Showing posts with label Hakone. Show all posts
Showing posts with label Hakone. Show all posts

Saturday, February 3, 2007







Another gondola ride down the mountain takes us to Ashi-no-ko, a beautiful lake where traditional Japanese ships ply the waters. Just kidding! The lake is fine, but the Pirates of the Caribbean ships have got to go. After the boat ride, you get to take wonderful souvenir photos like the one I'm sure Somchai is now wishing he hadn't taken, then it's a bus and a train back to Tokyo.

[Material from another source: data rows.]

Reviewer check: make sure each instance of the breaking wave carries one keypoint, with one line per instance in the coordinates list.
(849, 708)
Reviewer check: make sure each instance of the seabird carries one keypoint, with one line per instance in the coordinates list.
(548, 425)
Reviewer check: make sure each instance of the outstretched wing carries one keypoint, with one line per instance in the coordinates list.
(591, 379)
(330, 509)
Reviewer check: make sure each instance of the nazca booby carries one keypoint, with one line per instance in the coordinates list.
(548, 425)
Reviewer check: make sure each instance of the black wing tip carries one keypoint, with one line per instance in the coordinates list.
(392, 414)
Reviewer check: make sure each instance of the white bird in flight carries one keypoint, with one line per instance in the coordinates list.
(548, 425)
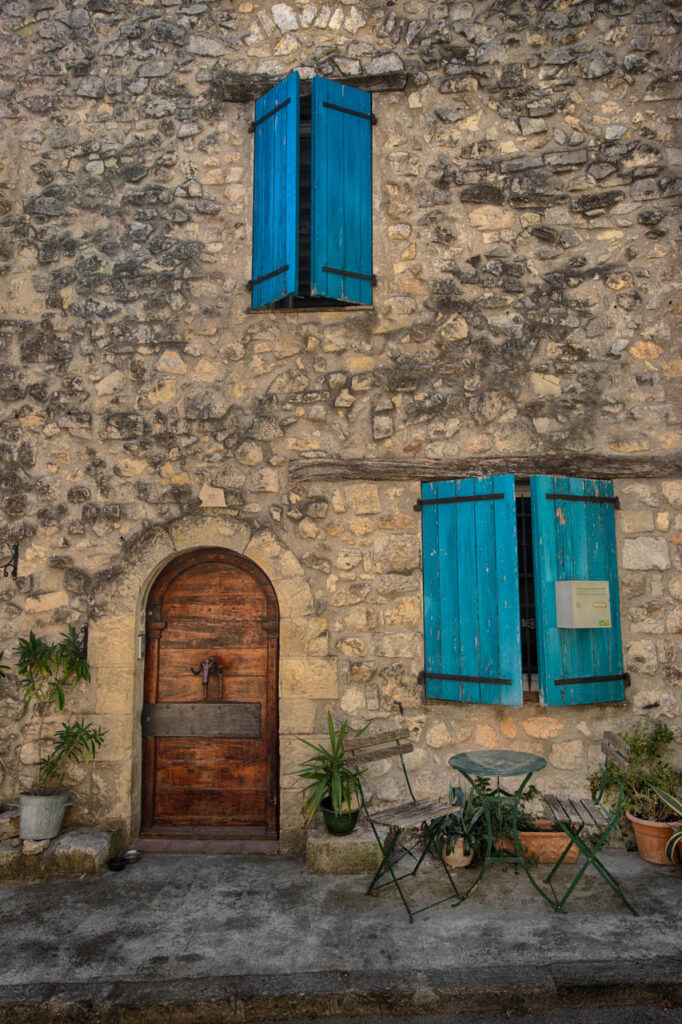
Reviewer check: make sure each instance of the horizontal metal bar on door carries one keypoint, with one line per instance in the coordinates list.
(466, 679)
(350, 273)
(585, 680)
(592, 499)
(238, 720)
(452, 501)
(266, 276)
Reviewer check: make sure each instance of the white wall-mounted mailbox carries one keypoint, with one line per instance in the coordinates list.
(583, 604)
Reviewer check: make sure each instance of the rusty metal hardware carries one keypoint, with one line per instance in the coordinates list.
(208, 666)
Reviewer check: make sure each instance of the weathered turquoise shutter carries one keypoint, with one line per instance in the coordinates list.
(472, 617)
(341, 193)
(274, 266)
(573, 538)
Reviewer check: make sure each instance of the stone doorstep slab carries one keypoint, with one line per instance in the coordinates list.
(78, 851)
(334, 993)
(354, 854)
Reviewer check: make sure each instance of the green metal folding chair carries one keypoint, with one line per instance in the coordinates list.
(581, 818)
(409, 827)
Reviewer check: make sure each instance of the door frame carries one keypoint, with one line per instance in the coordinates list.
(154, 631)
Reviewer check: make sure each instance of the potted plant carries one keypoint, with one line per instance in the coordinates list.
(648, 773)
(541, 841)
(332, 783)
(674, 845)
(462, 834)
(47, 671)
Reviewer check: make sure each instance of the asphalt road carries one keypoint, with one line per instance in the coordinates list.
(650, 1014)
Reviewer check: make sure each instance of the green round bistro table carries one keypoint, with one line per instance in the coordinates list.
(477, 767)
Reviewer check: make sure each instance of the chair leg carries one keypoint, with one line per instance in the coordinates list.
(561, 858)
(430, 844)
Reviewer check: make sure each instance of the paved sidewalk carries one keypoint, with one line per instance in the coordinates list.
(227, 938)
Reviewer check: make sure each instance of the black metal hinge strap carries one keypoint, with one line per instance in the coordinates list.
(464, 679)
(593, 499)
(451, 501)
(254, 124)
(11, 563)
(266, 276)
(351, 273)
(356, 114)
(585, 680)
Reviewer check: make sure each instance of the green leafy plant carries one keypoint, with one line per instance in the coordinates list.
(328, 773)
(675, 842)
(468, 821)
(648, 772)
(47, 671)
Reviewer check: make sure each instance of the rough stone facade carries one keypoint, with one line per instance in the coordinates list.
(526, 316)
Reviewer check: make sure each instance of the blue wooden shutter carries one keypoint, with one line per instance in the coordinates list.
(472, 621)
(341, 193)
(274, 267)
(573, 539)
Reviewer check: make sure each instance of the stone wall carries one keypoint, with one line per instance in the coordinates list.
(526, 183)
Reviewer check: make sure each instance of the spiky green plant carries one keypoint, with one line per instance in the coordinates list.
(675, 842)
(47, 671)
(328, 773)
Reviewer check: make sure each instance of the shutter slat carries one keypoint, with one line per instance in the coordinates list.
(574, 540)
(341, 193)
(275, 194)
(471, 601)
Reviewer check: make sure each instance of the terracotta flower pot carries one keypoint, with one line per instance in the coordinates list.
(547, 845)
(457, 857)
(651, 838)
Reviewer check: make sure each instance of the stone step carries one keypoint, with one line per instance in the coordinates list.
(77, 851)
(354, 854)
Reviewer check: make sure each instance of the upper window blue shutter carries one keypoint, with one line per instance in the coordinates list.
(274, 267)
(573, 539)
(341, 193)
(472, 623)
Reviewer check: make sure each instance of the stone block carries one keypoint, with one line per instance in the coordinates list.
(112, 641)
(396, 554)
(645, 553)
(308, 677)
(363, 499)
(297, 716)
(82, 851)
(354, 854)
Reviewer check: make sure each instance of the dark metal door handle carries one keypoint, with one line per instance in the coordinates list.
(208, 666)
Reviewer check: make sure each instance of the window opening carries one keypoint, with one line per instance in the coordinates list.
(303, 299)
(529, 674)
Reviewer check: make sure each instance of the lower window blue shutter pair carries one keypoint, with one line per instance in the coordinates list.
(340, 194)
(471, 591)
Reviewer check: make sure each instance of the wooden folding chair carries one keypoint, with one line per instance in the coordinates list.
(579, 818)
(414, 821)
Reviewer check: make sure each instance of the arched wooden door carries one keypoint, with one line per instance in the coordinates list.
(210, 717)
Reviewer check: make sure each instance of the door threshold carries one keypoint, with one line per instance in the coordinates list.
(177, 844)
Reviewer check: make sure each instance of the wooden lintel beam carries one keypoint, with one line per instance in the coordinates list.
(569, 464)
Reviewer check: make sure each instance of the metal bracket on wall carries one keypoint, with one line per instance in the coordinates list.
(12, 562)
(84, 633)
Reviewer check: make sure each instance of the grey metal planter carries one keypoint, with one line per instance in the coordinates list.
(41, 814)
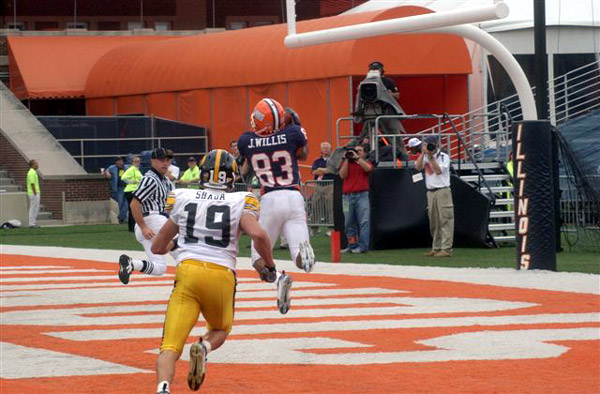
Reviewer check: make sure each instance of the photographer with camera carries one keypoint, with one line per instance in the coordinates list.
(355, 171)
(378, 95)
(440, 208)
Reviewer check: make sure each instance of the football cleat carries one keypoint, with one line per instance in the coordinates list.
(125, 268)
(284, 285)
(197, 366)
(307, 256)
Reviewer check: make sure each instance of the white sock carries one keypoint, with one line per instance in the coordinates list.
(164, 385)
(138, 265)
(207, 346)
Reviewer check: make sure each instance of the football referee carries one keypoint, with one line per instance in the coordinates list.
(148, 210)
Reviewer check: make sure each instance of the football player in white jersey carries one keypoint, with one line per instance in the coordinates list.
(209, 223)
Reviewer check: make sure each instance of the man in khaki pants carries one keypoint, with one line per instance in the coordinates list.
(33, 192)
(440, 207)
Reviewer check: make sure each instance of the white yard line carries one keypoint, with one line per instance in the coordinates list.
(505, 277)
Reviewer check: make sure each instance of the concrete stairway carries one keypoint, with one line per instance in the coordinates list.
(501, 225)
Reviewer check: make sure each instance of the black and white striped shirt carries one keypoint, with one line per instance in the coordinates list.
(152, 192)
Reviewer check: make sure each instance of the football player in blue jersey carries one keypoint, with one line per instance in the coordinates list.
(273, 151)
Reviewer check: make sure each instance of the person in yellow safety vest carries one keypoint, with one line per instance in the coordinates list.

To get to Hakone, you take a normal train out of Tokyo, then hop aboard this superslow train that creaks up the mountain to a gondola station. You then run from the train to the gondola, because the rest of the train is trying to get on the same gondola you are, and it can take a couple of hours to get the whole train into the air. The gondola, which you can see in the mountain photo if you have really good eyes, goes quite a far distance among the mountains, and stops a few times. But be warned, if you get off on an intermediate stop, you'll never get back on since nobody else will get off so you'll never find an empty gondola to resume your journey. the gondola eventually terminates in Hell, pictured here. This area stinks of sulphur, and looks about to explode any minute. You can walk around on raised platforms to see (and smell) Hell up close, and buy eggs cooked in the inferno.


28. Hakone


We took another day trip to nearby Hakone. We really took this trip because Mt. Fuji is the world-famous symbol of Japan, a perfectly symmetrical volcano whose beauty is the subject of countless poems and paintings. But the proper way to see Mt. Fuji is to hike up it starting around midnight, so that you can arrive at the summit in time to see the sunrise, then hike yourself back down. While that sounded very unappealing, the fact that you're sharing the hiking trail with thousands of other people in the middle of the night so it feels like you're going up an escalator in a department store at Christmas really clinched the deal: Hakone, here we come. The virtue of Hakone is it's near Fuji so you can see it and write a haiku about it if the spirit moves you, but you don't have to do anything else but look. The downside is that a trip to Hakone is about as tacky kitsch as Japan can get. That's Mt. Fuji behind Somchai. Since looking at Mt. Fuji would only occupy about five minutes, the Hakone tourist bureau has dreamed up a whole circuit of fun for the rest of your visit.